Loin de sombrer dans une polémique stérile qui n’a d’égal que des inhumains, chaque enfant du village a le droit de dire ce qu’il pense de cette honte.
Nous savons tous, que selon la tradition, le sort d’une personne qui commet un acte aussi odieux est scellé. Mais si l’on sait que la violation d’un interdit traditionnel peut entraîner la mort, pourquoi aller au suicide. Peut-être parce qu’au village, en raison des frustrations dont ils sont victimes, certains se prennent déjà pour morts. Et c’est grave, car ce sont de “ véritables bombes humaines ” qui sont créées, par d’autres fils du village, pour satisfaire leur égoïsme sans limite.
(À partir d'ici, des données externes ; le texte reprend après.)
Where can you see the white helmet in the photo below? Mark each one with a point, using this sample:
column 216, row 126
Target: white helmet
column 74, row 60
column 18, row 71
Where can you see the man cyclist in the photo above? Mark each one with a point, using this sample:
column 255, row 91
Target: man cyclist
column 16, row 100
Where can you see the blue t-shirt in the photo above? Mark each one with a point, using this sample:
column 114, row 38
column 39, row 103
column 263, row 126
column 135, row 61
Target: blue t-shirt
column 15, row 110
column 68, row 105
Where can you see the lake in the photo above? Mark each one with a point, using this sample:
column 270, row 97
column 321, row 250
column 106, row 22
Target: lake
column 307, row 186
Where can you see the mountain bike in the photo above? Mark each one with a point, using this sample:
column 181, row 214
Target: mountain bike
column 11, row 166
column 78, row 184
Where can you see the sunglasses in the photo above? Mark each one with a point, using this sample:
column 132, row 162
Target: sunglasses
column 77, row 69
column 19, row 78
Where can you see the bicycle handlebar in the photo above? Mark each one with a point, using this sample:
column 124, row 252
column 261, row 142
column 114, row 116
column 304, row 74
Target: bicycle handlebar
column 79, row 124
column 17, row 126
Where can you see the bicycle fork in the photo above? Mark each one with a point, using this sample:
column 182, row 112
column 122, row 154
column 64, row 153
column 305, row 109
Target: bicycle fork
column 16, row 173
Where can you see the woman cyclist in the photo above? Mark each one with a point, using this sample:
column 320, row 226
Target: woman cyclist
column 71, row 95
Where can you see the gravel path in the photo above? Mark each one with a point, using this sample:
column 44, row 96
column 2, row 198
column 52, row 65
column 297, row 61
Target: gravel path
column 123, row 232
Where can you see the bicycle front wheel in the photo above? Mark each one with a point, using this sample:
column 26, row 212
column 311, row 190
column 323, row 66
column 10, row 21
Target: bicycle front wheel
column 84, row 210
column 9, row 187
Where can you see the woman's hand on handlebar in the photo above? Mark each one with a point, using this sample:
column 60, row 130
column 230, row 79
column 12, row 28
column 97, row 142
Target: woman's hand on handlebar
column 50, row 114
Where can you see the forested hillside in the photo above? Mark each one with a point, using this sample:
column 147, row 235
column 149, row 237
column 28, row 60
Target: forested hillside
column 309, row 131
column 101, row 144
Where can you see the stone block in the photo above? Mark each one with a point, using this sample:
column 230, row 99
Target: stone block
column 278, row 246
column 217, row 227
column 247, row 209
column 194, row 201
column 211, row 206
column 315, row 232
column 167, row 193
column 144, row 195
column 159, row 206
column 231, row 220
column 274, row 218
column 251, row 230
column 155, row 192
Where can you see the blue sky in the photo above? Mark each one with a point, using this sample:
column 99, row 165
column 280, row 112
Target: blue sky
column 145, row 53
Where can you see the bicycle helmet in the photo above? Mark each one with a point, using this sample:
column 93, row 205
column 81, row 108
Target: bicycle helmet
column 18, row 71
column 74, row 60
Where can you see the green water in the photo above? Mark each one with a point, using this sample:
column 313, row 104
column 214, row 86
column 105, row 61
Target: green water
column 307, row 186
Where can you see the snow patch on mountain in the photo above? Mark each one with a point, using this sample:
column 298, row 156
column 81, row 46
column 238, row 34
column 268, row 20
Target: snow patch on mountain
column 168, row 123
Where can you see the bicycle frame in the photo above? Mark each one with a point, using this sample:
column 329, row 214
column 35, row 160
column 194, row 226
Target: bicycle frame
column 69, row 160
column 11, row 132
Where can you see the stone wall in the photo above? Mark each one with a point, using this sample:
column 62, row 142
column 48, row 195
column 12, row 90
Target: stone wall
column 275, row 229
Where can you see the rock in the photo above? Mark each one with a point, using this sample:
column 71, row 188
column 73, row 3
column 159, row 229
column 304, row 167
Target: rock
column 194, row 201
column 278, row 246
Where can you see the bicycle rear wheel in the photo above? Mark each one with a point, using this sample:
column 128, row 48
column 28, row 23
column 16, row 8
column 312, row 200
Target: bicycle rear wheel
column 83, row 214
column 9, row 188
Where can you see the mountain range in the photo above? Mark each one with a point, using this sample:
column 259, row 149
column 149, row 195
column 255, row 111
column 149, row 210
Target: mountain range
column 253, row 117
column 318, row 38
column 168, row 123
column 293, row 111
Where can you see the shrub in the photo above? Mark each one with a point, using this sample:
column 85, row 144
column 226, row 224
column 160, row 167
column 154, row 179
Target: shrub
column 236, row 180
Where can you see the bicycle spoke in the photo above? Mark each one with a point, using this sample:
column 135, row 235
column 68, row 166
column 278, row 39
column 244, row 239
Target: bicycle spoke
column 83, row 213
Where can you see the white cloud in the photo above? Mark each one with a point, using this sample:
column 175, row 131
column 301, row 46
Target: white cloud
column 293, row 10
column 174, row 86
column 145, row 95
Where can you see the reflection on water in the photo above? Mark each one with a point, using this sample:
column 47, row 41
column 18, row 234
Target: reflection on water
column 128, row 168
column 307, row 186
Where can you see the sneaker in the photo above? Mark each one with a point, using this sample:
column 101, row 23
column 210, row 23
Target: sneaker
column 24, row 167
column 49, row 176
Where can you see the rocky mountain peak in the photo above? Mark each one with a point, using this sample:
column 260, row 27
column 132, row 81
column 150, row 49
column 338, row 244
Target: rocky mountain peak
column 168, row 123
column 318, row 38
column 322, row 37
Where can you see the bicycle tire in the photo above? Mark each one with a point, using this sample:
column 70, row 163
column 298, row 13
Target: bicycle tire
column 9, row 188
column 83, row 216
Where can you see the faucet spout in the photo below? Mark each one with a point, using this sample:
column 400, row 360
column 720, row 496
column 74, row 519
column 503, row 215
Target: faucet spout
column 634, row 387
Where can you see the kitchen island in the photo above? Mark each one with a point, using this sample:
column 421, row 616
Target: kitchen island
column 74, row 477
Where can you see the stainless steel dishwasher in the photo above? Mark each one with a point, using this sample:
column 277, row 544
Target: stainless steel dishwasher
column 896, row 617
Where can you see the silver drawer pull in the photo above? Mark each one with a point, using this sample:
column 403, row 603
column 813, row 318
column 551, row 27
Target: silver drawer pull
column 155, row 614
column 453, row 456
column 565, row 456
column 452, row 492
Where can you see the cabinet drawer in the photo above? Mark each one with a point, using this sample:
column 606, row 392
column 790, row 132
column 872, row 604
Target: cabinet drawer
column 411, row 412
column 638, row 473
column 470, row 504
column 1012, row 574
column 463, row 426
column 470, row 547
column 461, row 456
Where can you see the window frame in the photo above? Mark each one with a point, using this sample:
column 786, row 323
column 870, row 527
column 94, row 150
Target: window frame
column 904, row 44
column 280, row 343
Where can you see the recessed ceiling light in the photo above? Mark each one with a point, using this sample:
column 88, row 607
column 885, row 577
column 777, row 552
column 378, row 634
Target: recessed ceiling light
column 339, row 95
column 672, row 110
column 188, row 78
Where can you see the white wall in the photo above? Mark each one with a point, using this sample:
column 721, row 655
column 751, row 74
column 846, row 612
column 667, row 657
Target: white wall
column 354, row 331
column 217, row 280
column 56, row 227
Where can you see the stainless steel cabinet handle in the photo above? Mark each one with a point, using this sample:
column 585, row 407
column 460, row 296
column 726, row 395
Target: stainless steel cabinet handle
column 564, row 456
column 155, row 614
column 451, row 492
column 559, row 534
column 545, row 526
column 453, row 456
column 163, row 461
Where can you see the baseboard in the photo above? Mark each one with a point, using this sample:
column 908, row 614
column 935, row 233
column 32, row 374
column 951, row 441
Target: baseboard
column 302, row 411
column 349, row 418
Un exemple pour étayer ce propos. Sur cinq familles au village Bandjoun, deux au moins ont des raisons de se plaindre d’avoir été spoliées de leurs terres. La boulimie de la terre, voilà un contentieux important qui risque de se développer si rien n’est fait de la part des pouvoirs publics. Le scandale de Togo Djo n’est pas une invention. Et ce n’est que la suite de ce que tout le monde connaît. D’aucuns n’ont-ils pas trouvé dans un litige foncier les causes immédiates de cet attentat ?
Ceux qui osent dénoncer la spoliation sont traités de “ voyou. ” Et c’est le lieu de tenter de les isoler, voire de les neutraliser. Et il y a toujours, en face, des frères et sœurs pour soutenir des injustices aussi flagrantes. Pourtant très anormal. Mais la raison a-t-elle pris un coup ?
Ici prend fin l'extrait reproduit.